Beltz's work became recognized as significant. The following excerpt is from one of the critical reviews in a Washington, D.C. newspaper:
Rarely in a season of concert going does a reviewer collect as many genuine musical rewards as this one did last night. The Motet Choir of Washington, under the direction of Oliver S.Beltz, making what was probably its professional debut at The National Gallery of At, offered the rewards . . . .
The Motet Choir, of about thirty voices, has everything. Rich tonal variety, fine balance, intonation that is flawless, and a sense of rhythmic vitality were everywhere evident last night. Even more pleasant was their ability to communicate a musical message to the audience.
Mr. Beltz is to be congratulated for the results he has obtained with his group of laymen in a relatively short time. He is obviously a musician of taste and imagination.
Oliver Beltz was also a hymnist. A German hymnal of 1916, Sions Lieder, has nine hymns of his composition.

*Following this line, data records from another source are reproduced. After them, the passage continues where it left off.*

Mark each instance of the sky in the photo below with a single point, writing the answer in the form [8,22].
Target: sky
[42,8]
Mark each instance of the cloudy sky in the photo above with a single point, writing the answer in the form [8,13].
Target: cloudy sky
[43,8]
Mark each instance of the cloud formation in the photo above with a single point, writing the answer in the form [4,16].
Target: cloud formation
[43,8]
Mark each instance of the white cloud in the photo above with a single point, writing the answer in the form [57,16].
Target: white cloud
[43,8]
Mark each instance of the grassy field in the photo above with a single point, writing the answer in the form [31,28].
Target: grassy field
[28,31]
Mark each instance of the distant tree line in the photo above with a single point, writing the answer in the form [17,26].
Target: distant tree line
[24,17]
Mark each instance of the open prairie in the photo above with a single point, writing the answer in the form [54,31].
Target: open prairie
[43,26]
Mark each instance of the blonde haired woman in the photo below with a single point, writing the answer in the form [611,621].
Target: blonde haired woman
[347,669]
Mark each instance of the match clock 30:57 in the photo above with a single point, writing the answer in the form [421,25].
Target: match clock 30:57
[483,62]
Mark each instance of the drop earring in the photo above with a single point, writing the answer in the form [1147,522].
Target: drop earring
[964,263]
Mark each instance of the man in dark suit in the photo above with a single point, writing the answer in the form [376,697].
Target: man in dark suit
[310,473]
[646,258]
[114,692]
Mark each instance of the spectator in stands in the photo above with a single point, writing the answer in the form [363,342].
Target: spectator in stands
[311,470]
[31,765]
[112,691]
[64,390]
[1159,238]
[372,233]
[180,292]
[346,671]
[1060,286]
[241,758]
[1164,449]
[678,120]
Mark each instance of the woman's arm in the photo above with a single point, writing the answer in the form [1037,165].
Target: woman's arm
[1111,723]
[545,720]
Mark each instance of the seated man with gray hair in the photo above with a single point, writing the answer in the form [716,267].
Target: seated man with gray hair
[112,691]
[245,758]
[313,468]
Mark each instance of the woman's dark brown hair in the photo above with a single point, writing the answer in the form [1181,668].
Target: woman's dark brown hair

The 1985 Seventh-Day Adventist Hymnal has one.
The capstone of Oliver Beltz's career was his Te Decet Laus [To Thee Belongeth Praise]: A Hymnal For The Church Musician (1970, 1982). For it Dr. Beltz chose great hymns dating from the fifth century to the sixth decade of the twentieth. A review of the work in the periodical The Hymn credited it to "America's foremost hymnologist."
Beltz's undeviating yet sometimes stubborn and nonpolitical devotion to his ideals inspired not only the fierce devotion of his students and some peers, but also fierce antagonism from others. That he had detractors and was also often at the center of controversy is not surprising.
The last six years of his life he was hard at work on what he called his "Opus." This is a monumental work for which he collected and organized church music by century from the first through the eighteenth. (The nineteenth and twentieth centuries were incomplete because of his final illness.)
The pattern of organization for each century included a significant historical orientation of the period; its religious, intellectual, musical, and hymnology leaders; the commentaries, dictionaries, and encyclopedias; developments and innovations; the liturgies and rituals; hymn writers and their hymns, anonymous hymns (and some facsimile copies of rare finds); and the notable hymns. This project called for research in the libraries of the great universities and other repositories of the East: Harvard, Yale, Princeton, Notre Dame, Catholic University of America, the University of North Carolina, the Union Theological Seminary and other leading seminaries, and the Newberry Library in Chicago. He was assisted in this by his wife, Dorothy.
Before this research could be completed, Dr. Beltz died in Loma Linda, California, on December 16, 1978, at the age of 91, and was buried in Skokie, Illinois. His voluminous research notes are now in the library at Andrews University.